La Gallicolombe des Marquises est un oiseau terrestre trapu de l'Archipel polynésien du même nom. Uniquement présente sur les îles inhabitées de Hatu taa et Fatu Uku, elle occupe les zones arbustives riches en graminées et les maquis où elle se reproduit et se nourrit de graines et d’insectes.
L’espèce qui arbore un plumage gris sur la tête, le cou et la poitrine et marron sur le reste du corps avec des tons roux sur le dos et les ailes, est ainsi reconnaissable aux couleurs contrastées de son plumage.
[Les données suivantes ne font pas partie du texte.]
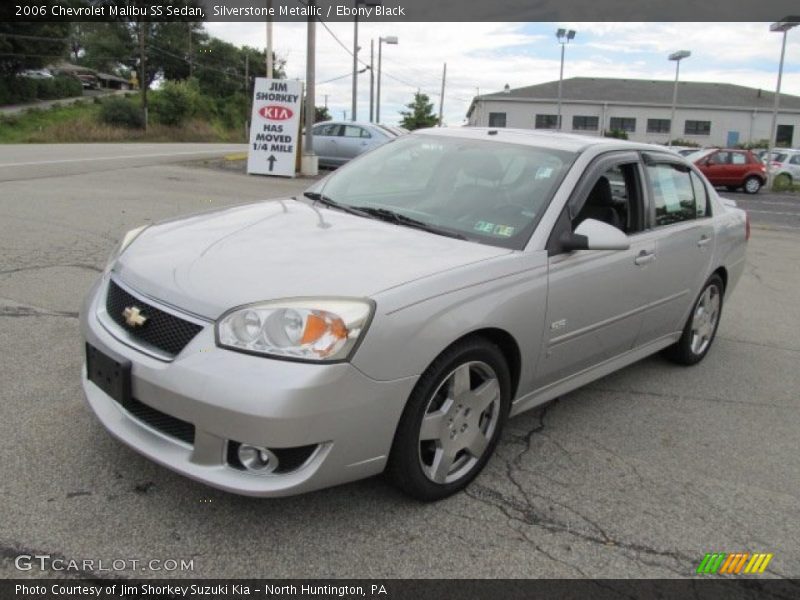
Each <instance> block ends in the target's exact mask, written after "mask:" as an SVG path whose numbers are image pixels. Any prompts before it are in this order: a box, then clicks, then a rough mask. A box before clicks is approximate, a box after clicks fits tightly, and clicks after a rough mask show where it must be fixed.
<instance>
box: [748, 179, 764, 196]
mask: <svg viewBox="0 0 800 600" xmlns="http://www.w3.org/2000/svg"><path fill="white" fill-rule="evenodd" d="M761 185H762V184H761V180H760V179H759V178H758V177H755V176H751V177H748V178H747V179H745V180H744V191H745V192H747V193H748V194H757V193H758V190H760V189H761Z"/></svg>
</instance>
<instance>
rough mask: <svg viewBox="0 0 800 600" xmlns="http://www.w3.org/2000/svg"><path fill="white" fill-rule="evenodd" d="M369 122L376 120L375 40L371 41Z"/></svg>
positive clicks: (369, 92) (369, 42)
mask: <svg viewBox="0 0 800 600" xmlns="http://www.w3.org/2000/svg"><path fill="white" fill-rule="evenodd" d="M369 122H370V123H374V122H375V40H370V41H369Z"/></svg>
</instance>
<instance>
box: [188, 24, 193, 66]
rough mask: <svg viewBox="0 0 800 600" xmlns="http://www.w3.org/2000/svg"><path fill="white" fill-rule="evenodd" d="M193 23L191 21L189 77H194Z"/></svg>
mask: <svg viewBox="0 0 800 600" xmlns="http://www.w3.org/2000/svg"><path fill="white" fill-rule="evenodd" d="M192 25H194V23H189V77H194V56H193V54H192Z"/></svg>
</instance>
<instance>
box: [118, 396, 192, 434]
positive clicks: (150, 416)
mask: <svg viewBox="0 0 800 600" xmlns="http://www.w3.org/2000/svg"><path fill="white" fill-rule="evenodd" d="M122 407H123V408H124V409H125V410H127V411H128V412H129V413H130V414H131V415H133V416H134V417H136V418H137V419H139V420H140V421H143V422H145V423H147V424H148V425H150V427H152V428H153V429H156V430H158V431H160V432H161V433H163V434H165V435H168V436H170V437H174V438H178V439H179V440H183V441H184V442H186V443H187V444H194V425H192V424H191V423H187V422H186V421H182V420H181V419H178V418H177V417H173V416H171V415H168V414H166V413H162V412H161V411H160V410H156V409H155V408H153V407H152V406H147V405H146V404H143V403H142V402H139V401H138V400H137V399H136V398H131V399H130V400H128V401H126V402H124V403H123V404H122Z"/></svg>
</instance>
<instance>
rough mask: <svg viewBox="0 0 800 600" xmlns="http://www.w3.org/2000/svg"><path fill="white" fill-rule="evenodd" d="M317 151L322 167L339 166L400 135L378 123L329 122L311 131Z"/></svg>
mask: <svg viewBox="0 0 800 600" xmlns="http://www.w3.org/2000/svg"><path fill="white" fill-rule="evenodd" d="M311 132H312V133H313V135H314V153H315V154H316V155H317V156H318V157H319V164H320V166H324V167H338V166H340V165H343V164H344V163H346V162H348V161H350V160H352V159H354V158H355V157H356V156H360V155H362V154H364V153H365V152H367V151H369V150H373V149H374V148H377V147H378V146H382V145H383V144H385V143H386V142H389V141H391V140H393V139H394V138H396V137H397V136H398V135H400V133H399V132H395V131H392V130H391V129H389V128H387V127H384V126H382V125H376V124H374V123H358V122H351V121H325V122H323V123H317V124H316V125H314V128H313V129H312V130H311Z"/></svg>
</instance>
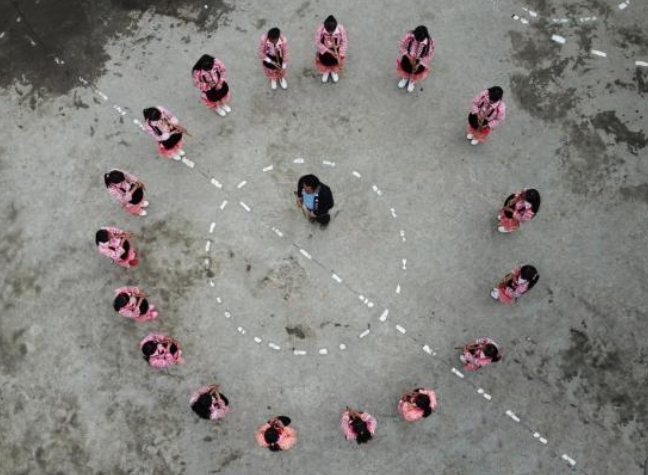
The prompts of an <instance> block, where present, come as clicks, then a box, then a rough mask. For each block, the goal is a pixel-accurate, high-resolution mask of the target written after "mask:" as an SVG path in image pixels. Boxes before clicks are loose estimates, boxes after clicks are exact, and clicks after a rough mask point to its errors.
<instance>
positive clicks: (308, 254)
mask: <svg viewBox="0 0 648 475" xmlns="http://www.w3.org/2000/svg"><path fill="white" fill-rule="evenodd" d="M299 252H301V254H302V256H304V257H305V258H306V259H308V260H309V261H310V260H312V259H313V256H311V255H310V254H309V252H308V251H307V250H305V249H300V250H299Z"/></svg>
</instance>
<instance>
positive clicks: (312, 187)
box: [302, 175, 320, 190]
mask: <svg viewBox="0 0 648 475" xmlns="http://www.w3.org/2000/svg"><path fill="white" fill-rule="evenodd" d="M302 185H306V186H309V187H311V188H312V189H314V190H315V189H317V187H318V186H319V185H320V181H319V178H317V177H316V176H315V175H305V176H303V177H302Z"/></svg>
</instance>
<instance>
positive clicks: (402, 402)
mask: <svg viewBox="0 0 648 475" xmlns="http://www.w3.org/2000/svg"><path fill="white" fill-rule="evenodd" d="M416 393H420V394H426V395H427V396H428V397H429V398H430V409H432V410H433V411H434V410H435V409H436V406H437V401H436V394H435V393H434V391H432V390H431V389H421V390H419V391H413V392H412V393H405V394H404V395H403V397H402V398H401V400H400V401H399V402H398V413H399V414H400V415H401V416H402V417H403V419H405V420H406V421H408V422H412V421H416V420H418V419H420V418H422V417H423V414H424V412H423V409H421V408H419V407H417V406H416V404H414V403H411V402H409V401H407V396H409V395H411V394H412V395H413V394H416Z"/></svg>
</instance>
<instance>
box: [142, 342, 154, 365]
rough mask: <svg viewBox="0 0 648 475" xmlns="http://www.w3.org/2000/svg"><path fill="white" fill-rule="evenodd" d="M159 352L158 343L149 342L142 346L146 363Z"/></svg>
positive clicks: (142, 352)
mask: <svg viewBox="0 0 648 475" xmlns="http://www.w3.org/2000/svg"><path fill="white" fill-rule="evenodd" d="M156 350H157V341H147V342H146V343H144V344H143V345H142V353H144V359H145V360H146V361H148V360H149V358H150V357H151V356H153V354H154V353H155V352H156Z"/></svg>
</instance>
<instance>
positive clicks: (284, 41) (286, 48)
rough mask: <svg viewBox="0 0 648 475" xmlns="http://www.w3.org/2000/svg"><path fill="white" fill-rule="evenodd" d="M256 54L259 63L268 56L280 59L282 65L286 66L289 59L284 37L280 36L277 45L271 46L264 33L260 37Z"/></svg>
mask: <svg viewBox="0 0 648 475" xmlns="http://www.w3.org/2000/svg"><path fill="white" fill-rule="evenodd" d="M257 53H258V54H259V59H260V60H261V61H264V60H265V59H266V58H268V56H274V57H281V60H282V64H283V65H284V66H287V65H288V58H289V56H288V40H287V39H286V37H285V36H284V35H280V36H279V39H278V40H277V43H276V44H273V43H272V41H270V40H268V34H267V33H266V34H264V35H263V36H262V37H261V41H260V42H259V46H258V48H257ZM270 62H272V61H270Z"/></svg>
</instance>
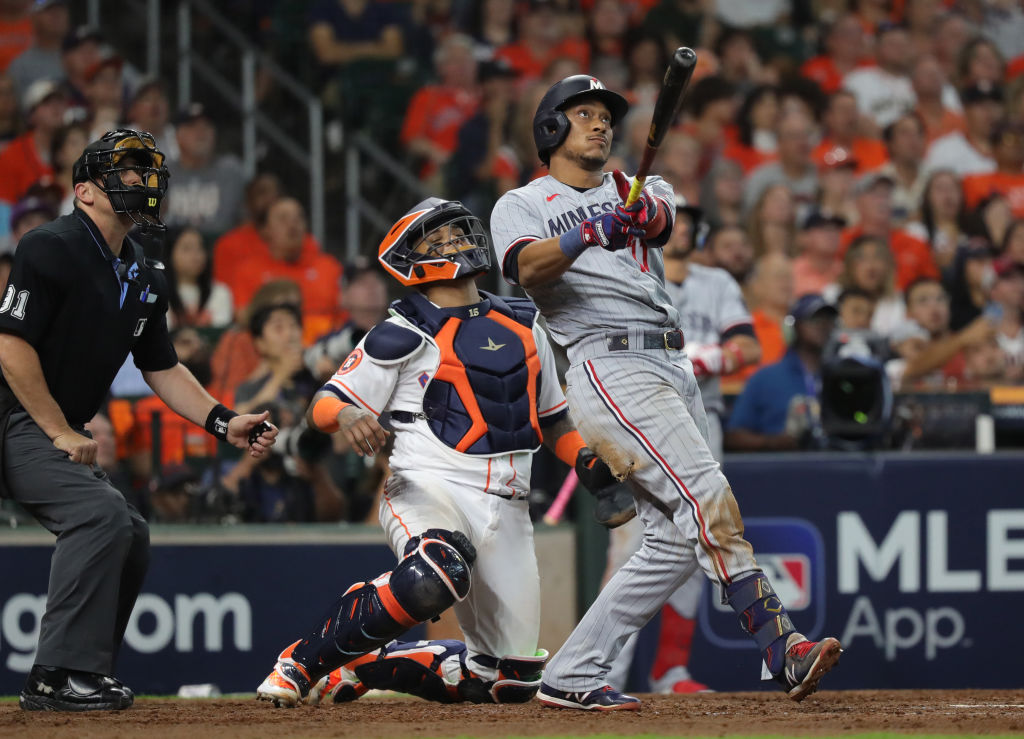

À l’approche d’un danger, la Gallicolombe des Marquises qui mesure 20 centimètres, court au lieu de s’envoler. Un comportement qui la rend vulnérable à la prédation des rats introduits involontairement par les humains sur les deux îles où l’espèce est endémique. Résultat : la taille de la population est aujourd’hui estimée à moins de 250 individus. Classée « En danger » sur la liste rouge mondiale des espèces menacées, elle bénéficie d’un programme européen de conservation lancé cette année : le LIFE OVERSEAS.
Coordonné par la LPO en étroite collaboration avec La Société d’études ornithologiques de La Réunion (SEOR), Le Groupe d’étude et de protection des oiseaux en Guyane (GEPOG), Le Conservatoire du Littoral (CdL) de Guyane, Bird Conservation New Caledonia (BCNC) en Nouvelle Calédonie et La Société d’Ornithologie de Polynésie (SOP Manu), ce projet ambitieux déployé sur 6 ans porte sur 4 territoires ultramarins : la Polynésie française, la Nouvelle-Calédonie, La Réunion, la Guyane française et vise à protéger 15 espèces d’oiseaux.